Professionista truffa milioni ai clienti

Wilder Milan intascava i soldi ricevuti per pagare i contributi
C’è un noto pizzaiolo che gli chiede conto di centosessantamila euro. Mentre due noti avvocati, marito e moglie, lo hanno denunciato per averli truffati per duecentomila euro. E come loro almeno altri cento tra liberi professionisti, commercianti e artigiani sono rimasti vittime del dottor Wilder Milan, con studio in via Caneve. L’uomo è accusato dai suoi ex clienti di essersi tenuto i soldi che loro versavano per pagare i contributi, tasse e altro che lo Stato chiede ai lavoratori autonomi. Wilder Milan, noto in città per essere figlio di commercialista e di avere sposato la sorella di Deborah Caprioglio, è finito in un tunnel la cui uscita è molto complicata.


Anche perchè da quanto hanno ricostruito le sue vittime avrebbe cominciato a compiere le truffe una ventina di anni fa. E per sistemare le prime ne ha fatte di nuove. E per lui è stato un crescendo. E così ha dato vita ad una catena di Sant’Antonio che ad un certo punto si è rotta e nel suo studio c’è stata la processione delle prime vittime con le cartelle esattoriali tramite le quali l’allora Gerico passava a riscuotere quanto ritenuto non versato. In alcuni casi Milan è riuscito a tamponare la situzione in maniera più o meno lecita. Soluzioni durate qualche mese. Poi le truffe sono emerse come un fiume in piena. Una, due, tre, quattro, dieci, cento e così via.

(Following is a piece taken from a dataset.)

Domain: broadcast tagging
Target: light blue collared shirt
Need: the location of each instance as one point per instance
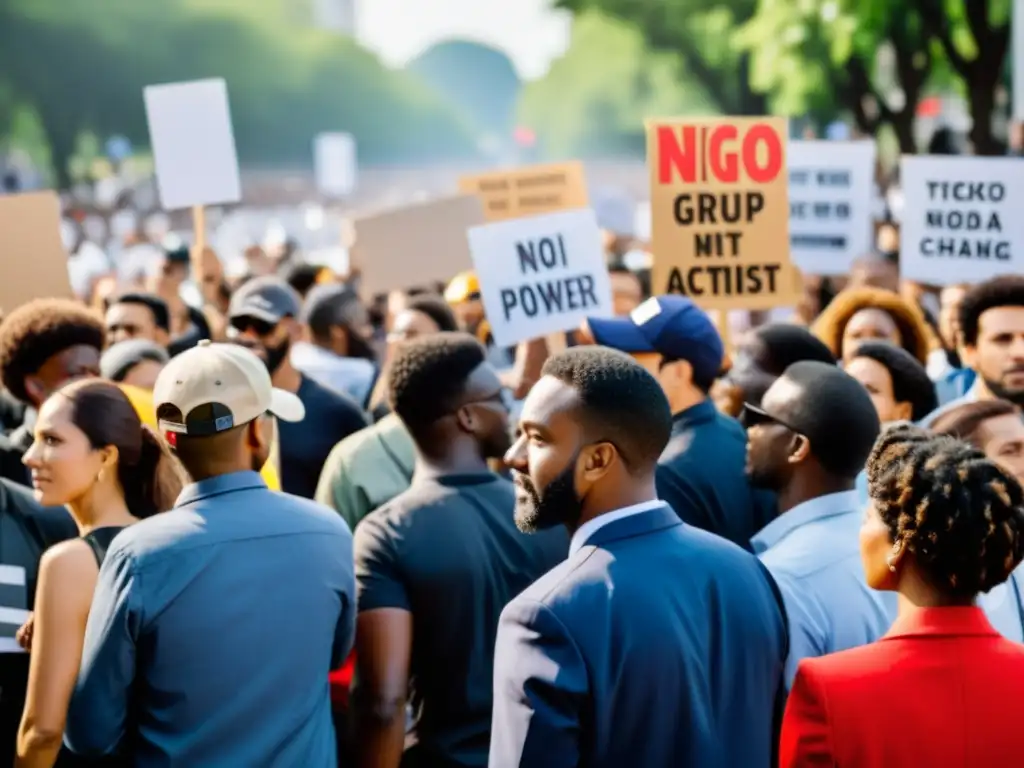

Di sicuro ci sono, fino ad ora, oltre cento vittime che hanno deciso di rivolgersi alla magistratura. Già la coppia di avvocati ha presentato una querela in Procura. Altri si sono affidati a legali di fiducia. «Ad accorgersi della vicena è stato mio cognato Giancarlo. Un giorno Milan che chiede di pagare una cartella per dei contributi che Giancarlo ricordava essere stata pagata. Naturalmente lo ha spiegato al dottor Milan sicuro di quanto diceva. Lì sono nati i primi sospetti», racconta Romolo Nadai, titolare della pizzeria «Ca’ Noghera» di Tessera e che con il cognato Giancarlo Pangoni ha gestito fino a cinque anni fa la storica pizzeria «Antica Torre», sempre a Tessera. I due cognati sono vittime dell’amico Milan. Infatti da anni sono loro clienti, prima del padre e poi di lui.


«Lui non ha saputo dare una risposta credibile a Giancarlo. Quindi mio cognato tornato a casa si è messo a controllare bene i vari pagamenti e sono cominciati ad uscire i problemi. E non pochi. Fino al 2004 siamo rimasti in società nel gestire la pizzeria Antica Torre, ebbene siamo riusciti a ricostruire che dal 1994 al 2004 ci ha truffato ben 160mila euro». Quando la vicenda comincia a diventare di dominio pubblico il passaparola tra i clienti di Milan è molto veloce. Ma sono pochi quelli che ammettono di essere rimasti vittime. Tutti dicono: ma no io no. Figuriamoci se mi ha truffato». Ma è solo una questione di pudore per non ammettere che quanto versato, non era stato usato per pagare contributi e imposte varie, ma Milan lo aveva semlicemente intascato.


Ma è solo negli ultimi tempi, poco prima che Milan decidesse di chiudere la vecchia società, che i truffati hanno iniziato ad incontrarsi sotto lo studio di via Caneve. «Ad esempio c’è un artigiano che a causa della truffa si è visto ipotecata la casa, bloccato amministrativamente camioncino e auto. Quindi oltre alla beffa di aver versato quei soldi non solo li ha persi, ma non può nemmeno più lavorare visto che i due automezzi non possono circolare», racconta Nadai da una vita residente a Mestre. «Pensare che sono suo cliente da almeno trent’anni. Per il momento abbiamo scoperto solo la truffa riguardante gli ultimi dieci anni. Chissà quando arriveranno le cartelle degli altri anni che per ora non siamo riusciti a ricostruire.


Quando gli abbiamo chiesto il motivo perchè si tenesse i soldi, ci ha risposto che ne aveva bisogno. Chissà quanti se ne è tenuti. Anche perchè quando calcolava il dovuto da pagare aumentava la cifra a suo piacimento. Quindi non solo non versava i soldi da pagare ma ci fregava più denaro di quanto servisse per pagare i contributi», conclude Nadai. «Recentemente non si fa più trovare. Penso che solo per le cento persone che io conosco la truffa sfiori alcuni milioni di euro». Ma considerata la lunga storia dello studio chissà quanto lunga sarà la fila dei truffati.